A mais nova batalha de Chávez
06/02/2009
- Opinión
O cientista político Theotonio dos Santos analisa, à luz da Revolução Bolivariana, referendo sobre a reeleição ilimitada
A Venezuela passa por mais um processo eleitoral. No dia 15, a população do país decidirá, em referendo, se os ocupantes de cargos que sejam eleitos mediante o voto poderão candidatar-se indefinidamente ao mesmo posto.
Obviamente, os debates sobre a proposta, que vêm tomando conta do país, concentram-se na possibilidade do presidente venezuelano, Hugo Chávez, manter-se no governo por mais tempo – no dia 2, ele completou dez anos no comando da chamada Revolução Bolivariana.
Na campanha pelo “sim”, o mandatário vem insistindo na promessa de que, caso o “não” saia vitorioso, ele apenas esperará o cumprimento de seu mandato para dedicar-se a seu projeto pessoal de vida. Ou seja, deixará a política. Nos seus discursos, Chávez dá a entender que o processo de transformações liderado por ele está em jogo na consulta sobre a reeleição ilimitada.

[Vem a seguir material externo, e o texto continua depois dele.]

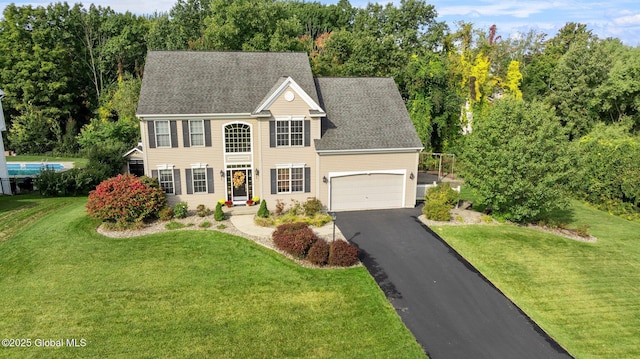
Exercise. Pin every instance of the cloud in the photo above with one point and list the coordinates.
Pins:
(518, 10)
(628, 20)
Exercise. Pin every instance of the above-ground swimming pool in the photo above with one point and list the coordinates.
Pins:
(31, 169)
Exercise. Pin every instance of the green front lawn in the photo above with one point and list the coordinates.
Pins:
(585, 295)
(178, 294)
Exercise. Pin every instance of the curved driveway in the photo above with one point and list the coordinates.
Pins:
(452, 310)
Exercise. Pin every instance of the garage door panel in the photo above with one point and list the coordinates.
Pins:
(374, 191)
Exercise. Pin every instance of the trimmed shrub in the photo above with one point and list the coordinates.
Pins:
(263, 212)
(73, 182)
(312, 207)
(166, 213)
(342, 254)
(319, 253)
(436, 211)
(218, 215)
(125, 198)
(294, 238)
(150, 181)
(438, 201)
(174, 225)
(203, 211)
(181, 210)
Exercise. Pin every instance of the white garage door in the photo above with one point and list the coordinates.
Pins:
(367, 191)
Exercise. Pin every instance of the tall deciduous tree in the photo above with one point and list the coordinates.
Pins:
(516, 160)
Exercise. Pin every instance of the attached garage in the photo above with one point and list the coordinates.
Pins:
(362, 191)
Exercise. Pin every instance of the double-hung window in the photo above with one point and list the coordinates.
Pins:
(290, 179)
(196, 132)
(199, 177)
(290, 131)
(163, 134)
(165, 177)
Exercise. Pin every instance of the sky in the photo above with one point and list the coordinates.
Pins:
(612, 18)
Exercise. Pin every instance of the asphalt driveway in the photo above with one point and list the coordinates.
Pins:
(452, 310)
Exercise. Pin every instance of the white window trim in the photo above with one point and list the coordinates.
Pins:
(289, 119)
(191, 134)
(169, 133)
(199, 166)
(166, 167)
(290, 166)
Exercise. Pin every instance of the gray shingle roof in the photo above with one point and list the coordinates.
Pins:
(364, 113)
(206, 82)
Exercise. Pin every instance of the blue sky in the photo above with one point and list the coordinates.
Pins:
(614, 18)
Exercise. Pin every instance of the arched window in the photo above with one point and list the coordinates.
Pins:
(237, 138)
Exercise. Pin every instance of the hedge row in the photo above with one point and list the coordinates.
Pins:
(299, 240)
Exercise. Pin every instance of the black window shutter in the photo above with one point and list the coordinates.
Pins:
(185, 133)
(307, 133)
(272, 133)
(173, 127)
(187, 173)
(209, 180)
(152, 134)
(207, 135)
(274, 181)
(177, 185)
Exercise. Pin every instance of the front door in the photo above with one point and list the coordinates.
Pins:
(239, 185)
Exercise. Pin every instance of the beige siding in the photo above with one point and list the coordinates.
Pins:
(330, 165)
(271, 157)
(183, 158)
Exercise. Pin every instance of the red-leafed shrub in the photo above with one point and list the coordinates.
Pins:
(342, 254)
(125, 199)
(319, 253)
(294, 238)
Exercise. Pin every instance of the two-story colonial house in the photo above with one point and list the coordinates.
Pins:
(234, 125)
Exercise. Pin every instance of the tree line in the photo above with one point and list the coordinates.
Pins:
(72, 75)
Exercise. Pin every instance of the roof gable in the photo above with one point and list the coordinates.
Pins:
(217, 82)
(279, 88)
(364, 114)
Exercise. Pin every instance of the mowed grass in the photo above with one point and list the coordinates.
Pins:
(191, 294)
(585, 295)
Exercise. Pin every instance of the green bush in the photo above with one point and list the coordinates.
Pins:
(166, 213)
(218, 215)
(608, 163)
(312, 206)
(203, 211)
(174, 225)
(263, 212)
(342, 254)
(319, 253)
(73, 182)
(437, 211)
(516, 160)
(438, 202)
(181, 210)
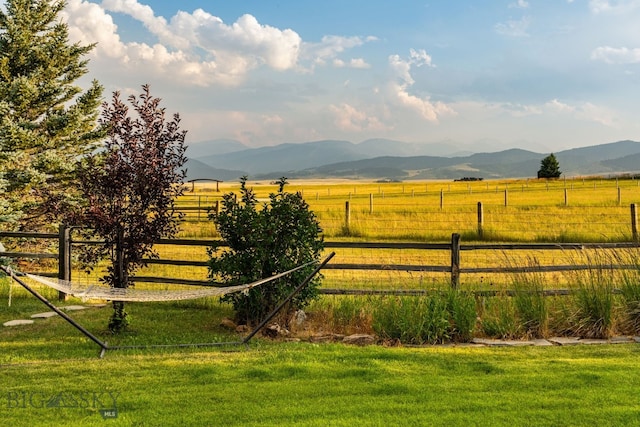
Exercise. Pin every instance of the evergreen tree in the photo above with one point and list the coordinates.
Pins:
(46, 122)
(549, 167)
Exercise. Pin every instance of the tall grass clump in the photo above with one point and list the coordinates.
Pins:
(529, 302)
(498, 317)
(412, 320)
(594, 299)
(344, 314)
(430, 319)
(463, 315)
(630, 290)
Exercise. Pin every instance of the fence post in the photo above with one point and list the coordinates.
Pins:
(347, 215)
(480, 220)
(619, 196)
(634, 222)
(455, 260)
(64, 256)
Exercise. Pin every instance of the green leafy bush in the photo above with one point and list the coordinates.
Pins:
(260, 241)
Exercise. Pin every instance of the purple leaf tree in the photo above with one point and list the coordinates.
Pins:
(130, 188)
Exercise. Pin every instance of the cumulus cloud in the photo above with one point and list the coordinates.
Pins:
(200, 48)
(583, 112)
(514, 28)
(620, 55)
(349, 119)
(330, 47)
(353, 63)
(399, 89)
(520, 4)
(613, 6)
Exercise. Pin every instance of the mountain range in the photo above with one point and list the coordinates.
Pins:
(227, 160)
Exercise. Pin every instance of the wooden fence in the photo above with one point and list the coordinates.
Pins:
(64, 243)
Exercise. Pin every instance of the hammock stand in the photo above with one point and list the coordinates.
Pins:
(104, 346)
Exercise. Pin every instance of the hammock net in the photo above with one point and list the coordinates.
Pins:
(105, 292)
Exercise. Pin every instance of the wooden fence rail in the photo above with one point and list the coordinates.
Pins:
(454, 268)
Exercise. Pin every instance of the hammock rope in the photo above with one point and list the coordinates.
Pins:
(104, 292)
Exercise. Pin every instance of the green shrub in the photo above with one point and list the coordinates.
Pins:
(283, 234)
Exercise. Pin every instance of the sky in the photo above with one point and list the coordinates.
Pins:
(540, 75)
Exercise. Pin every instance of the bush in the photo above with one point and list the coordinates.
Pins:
(283, 234)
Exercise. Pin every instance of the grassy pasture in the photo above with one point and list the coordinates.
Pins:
(595, 210)
(278, 383)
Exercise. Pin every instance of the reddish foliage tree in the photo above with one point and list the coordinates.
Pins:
(130, 188)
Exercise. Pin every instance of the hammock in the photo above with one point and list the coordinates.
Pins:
(95, 291)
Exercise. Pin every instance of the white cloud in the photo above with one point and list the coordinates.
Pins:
(520, 4)
(513, 28)
(620, 55)
(199, 48)
(587, 111)
(328, 49)
(349, 119)
(399, 91)
(613, 6)
(353, 63)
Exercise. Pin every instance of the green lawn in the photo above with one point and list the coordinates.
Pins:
(331, 384)
(279, 383)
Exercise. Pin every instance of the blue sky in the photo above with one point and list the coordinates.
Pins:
(541, 75)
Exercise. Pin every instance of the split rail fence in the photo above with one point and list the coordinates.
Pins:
(63, 243)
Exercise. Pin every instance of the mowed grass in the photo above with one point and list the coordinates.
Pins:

“Ele quer ficar um período a mais no governo para poder terminar o projeto que ele apresentou ao povo venezuelano. É um projeto que exige um cumprimento de longo prazo. E também há a dificuldade de se formar uma liderança forte como a dele”, analisa o cientista político Theotonio dos Santos, um dos formuladores da Teoria da Dependência.

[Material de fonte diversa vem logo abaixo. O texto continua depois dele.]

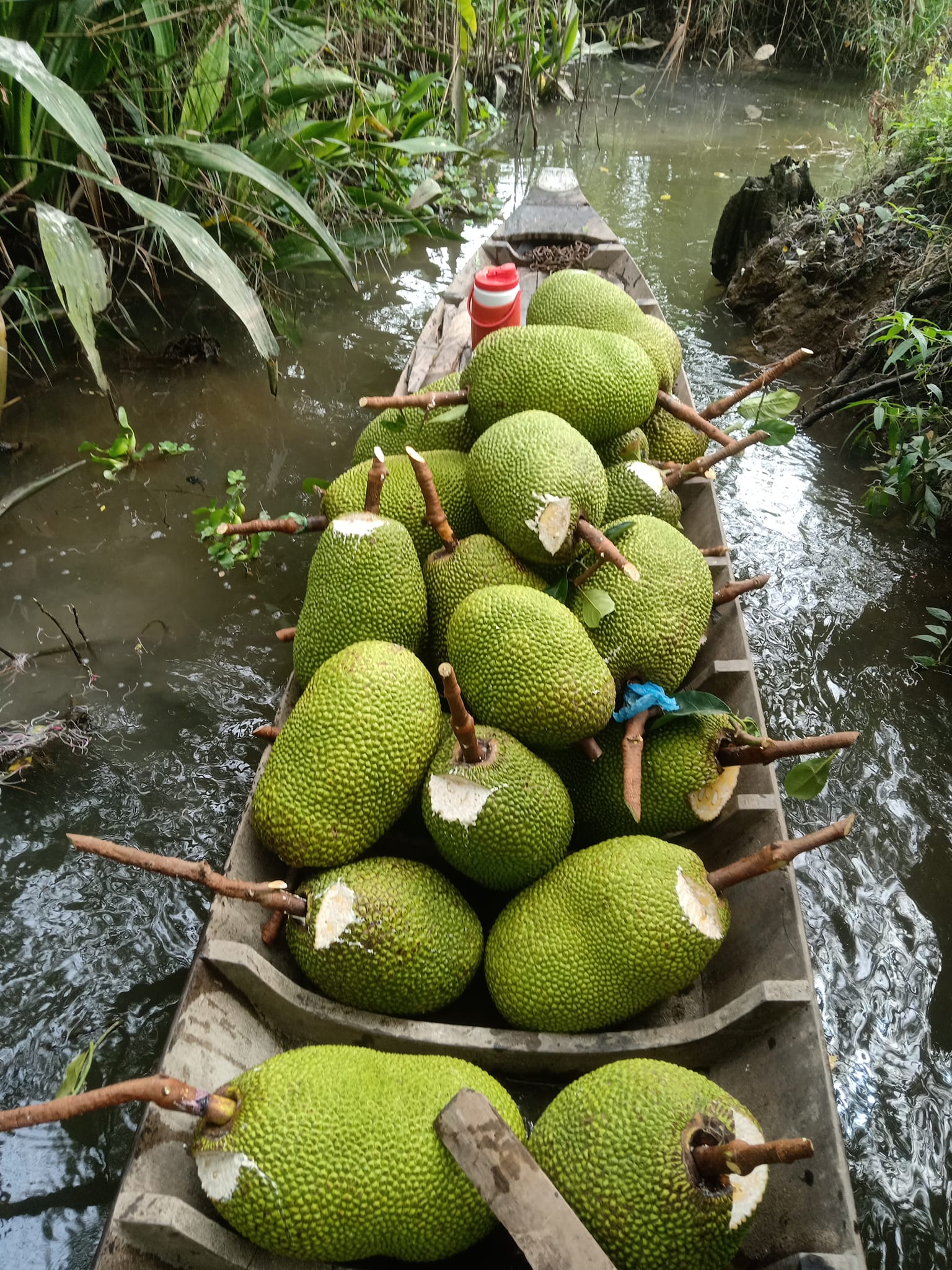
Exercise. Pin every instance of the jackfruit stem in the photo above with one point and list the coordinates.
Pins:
(690, 415)
(461, 721)
(744, 1157)
(699, 466)
(162, 1090)
(375, 482)
(436, 516)
(604, 549)
(421, 401)
(772, 373)
(268, 894)
(739, 588)
(762, 750)
(776, 855)
(283, 525)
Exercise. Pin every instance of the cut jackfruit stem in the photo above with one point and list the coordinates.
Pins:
(162, 1090)
(776, 855)
(774, 373)
(268, 894)
(461, 721)
(762, 750)
(744, 1157)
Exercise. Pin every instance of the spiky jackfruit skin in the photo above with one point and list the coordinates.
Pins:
(386, 935)
(505, 822)
(351, 757)
(477, 562)
(364, 582)
(630, 445)
(402, 498)
(526, 665)
(340, 1160)
(599, 383)
(658, 621)
(612, 1145)
(601, 938)
(672, 441)
(434, 430)
(532, 477)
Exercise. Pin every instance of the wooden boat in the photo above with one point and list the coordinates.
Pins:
(751, 1021)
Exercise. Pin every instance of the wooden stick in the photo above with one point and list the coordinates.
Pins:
(774, 373)
(375, 482)
(421, 401)
(606, 549)
(461, 721)
(776, 855)
(699, 466)
(744, 1157)
(762, 750)
(268, 894)
(739, 588)
(286, 525)
(689, 414)
(436, 516)
(164, 1091)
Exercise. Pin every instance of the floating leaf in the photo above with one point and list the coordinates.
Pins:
(809, 778)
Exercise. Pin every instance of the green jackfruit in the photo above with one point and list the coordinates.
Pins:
(446, 429)
(332, 1156)
(658, 621)
(610, 931)
(351, 757)
(402, 498)
(672, 441)
(364, 582)
(386, 935)
(532, 477)
(526, 665)
(599, 383)
(614, 1142)
(477, 562)
(639, 489)
(503, 822)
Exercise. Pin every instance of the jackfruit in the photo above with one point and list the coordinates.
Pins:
(443, 429)
(579, 298)
(610, 931)
(683, 786)
(659, 621)
(617, 1145)
(526, 665)
(503, 822)
(599, 383)
(402, 498)
(532, 477)
(639, 489)
(364, 582)
(332, 1156)
(351, 757)
(386, 935)
(672, 441)
(475, 563)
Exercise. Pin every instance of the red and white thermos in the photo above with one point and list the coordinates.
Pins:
(495, 300)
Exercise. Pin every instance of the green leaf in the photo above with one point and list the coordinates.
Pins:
(215, 156)
(596, 605)
(77, 270)
(770, 407)
(809, 778)
(65, 104)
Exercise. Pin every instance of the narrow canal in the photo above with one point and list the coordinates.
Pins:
(186, 665)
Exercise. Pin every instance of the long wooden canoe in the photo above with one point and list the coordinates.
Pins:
(751, 1021)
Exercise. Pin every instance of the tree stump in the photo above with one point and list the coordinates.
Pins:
(752, 215)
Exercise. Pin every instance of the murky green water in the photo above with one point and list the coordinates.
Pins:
(186, 666)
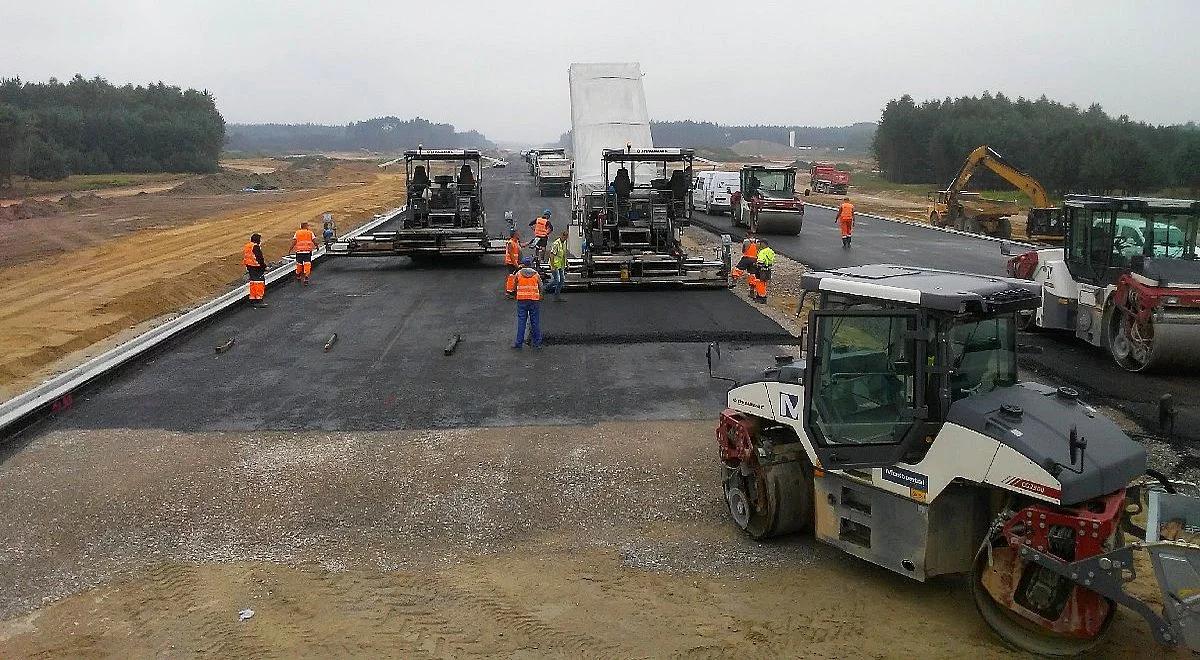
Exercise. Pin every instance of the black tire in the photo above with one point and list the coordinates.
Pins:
(789, 499)
(1023, 635)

Para ele, a falta de tradição de poder dos setores populares dificulta a construção de lideranças preparadas, capazes de administrar processos tão complexos como o da Venezuela. “Então, temos que preservar a liderança que a gente tem”. Leia, a seguir, a entrevista com Theotonio.
Brasil de Fato – O senhor acha que, de alguma forma, pode-se explicar a convocação desse referendo como parte de uma nova etapa da Revolução Bolivariana? Acredita que o presidente Hugo Chávez pensa nesse sentido?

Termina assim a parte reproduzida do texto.